His 13.3 points per 36 minutes is the third-best of his career, but that shooting is pretty cover-yout-eyes awful to get there.

But it’s production off the bench. That’s more than Indiana could say for themselves last year.

The Advanced Stats

Here’s where things go off the rails. Lance belongs to a class of player that has historically included the likes of J.R. Smith and Josh Smith and Kyrie Irving. They’re the guys who, when their shots have been falling, will put a team on their shoulders and carry them to a win.

They’re also the guys who, when the shots aren’t falling, will shoot you out of the game and do more damage than the best defensive players on the opposing team could do to your offense.
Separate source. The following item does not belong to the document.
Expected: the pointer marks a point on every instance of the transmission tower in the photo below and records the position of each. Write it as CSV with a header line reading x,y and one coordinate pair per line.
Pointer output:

Lance has, for his career, failed to crack the 100 mark for Offensive Rating. He has just 1.3 offensive Win Shares in 9,836 minutes, a career offensive WS/48 of .006.
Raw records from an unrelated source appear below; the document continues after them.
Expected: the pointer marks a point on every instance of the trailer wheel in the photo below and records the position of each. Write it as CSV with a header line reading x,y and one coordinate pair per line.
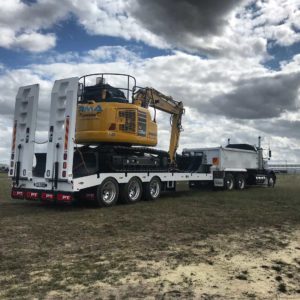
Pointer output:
x,y
107,193
229,182
131,191
240,182
152,189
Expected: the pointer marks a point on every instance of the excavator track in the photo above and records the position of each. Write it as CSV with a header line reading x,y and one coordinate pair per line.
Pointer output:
x,y
117,158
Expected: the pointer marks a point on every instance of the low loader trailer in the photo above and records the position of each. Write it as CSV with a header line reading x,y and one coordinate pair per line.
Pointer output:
x,y
67,172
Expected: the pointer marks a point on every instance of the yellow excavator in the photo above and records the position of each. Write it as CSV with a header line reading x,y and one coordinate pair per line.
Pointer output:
x,y
116,121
Which, of course, means he’s a fantastic defender. Indeed, the Pacers’ defense has been solid with Lance on the floor this season as well. But it comes at such a monumental cost that Lance’s on/off split for Net Rating is minus-8.3.

He’s got a negative VORP, the kind of advanced stat that suggests that you could fish any decent shooting guard out of the G-League and expect a better performance on a per-possession basis than Lance gives you.

Feast Or Famine

When a guy can singlehandedly win or lose games for you, you’d expect it to show up in the splits between wins and losses.

And this is where Lance’s volatility really shows itself.

In Indiana’s wins, Lance has an average plus/minus of +1.8, while posting an Offensive Rating of 100 and a Defensive Rating of 105. In the team’s losses, those numbers drop to minus-9.0 on the plus/minus and 98 on the Offensive Rating, while defense goes out the window; Lance’s DRtg in defeat is 117.

In Victor Oladipo‘s absence, Lance-as-starter was a complete disaster; he had a per-game plus-minus of -23.9, an offensive/defensive rating split of 100/121, and his turnovers rose from an average of 2.44 per 36 minutes to 3.07.


The simple fact is that for all the good Lance does in terms of motivating the team, he kind of sucks as an actual basketball player. Whenever he is asked to take on a greater role in the offense, bad things happen. When he starts in place of Victor Oladipo, the team goes completely off the rails. And when he gets it in his head to shoot through a slump, the Pacers would be more efficient just committing a 24-second violation on every possession because it would give the other team fewer opportunities to narrow a gap or extend a lead.

Fans love Lance. Teammates love Lance. The stats? They don’t love Lance.

The question becomes whether you can really trust the parts of basketball that can’t be measured; is “clubhouse glue guy” really worth having a guy who’s worse statistically than someone from the G-League?

I don’t know. That’s why this is running on Pacers Tuesday rather than me playing basketball Mythbusters and asking if Lance is any good.

But from where I’m sitting, I’d rather see the Pacers trade Lance for someone who won’t kill their offensive capacity on the second unit, especially if that someone is even so much as an average defender.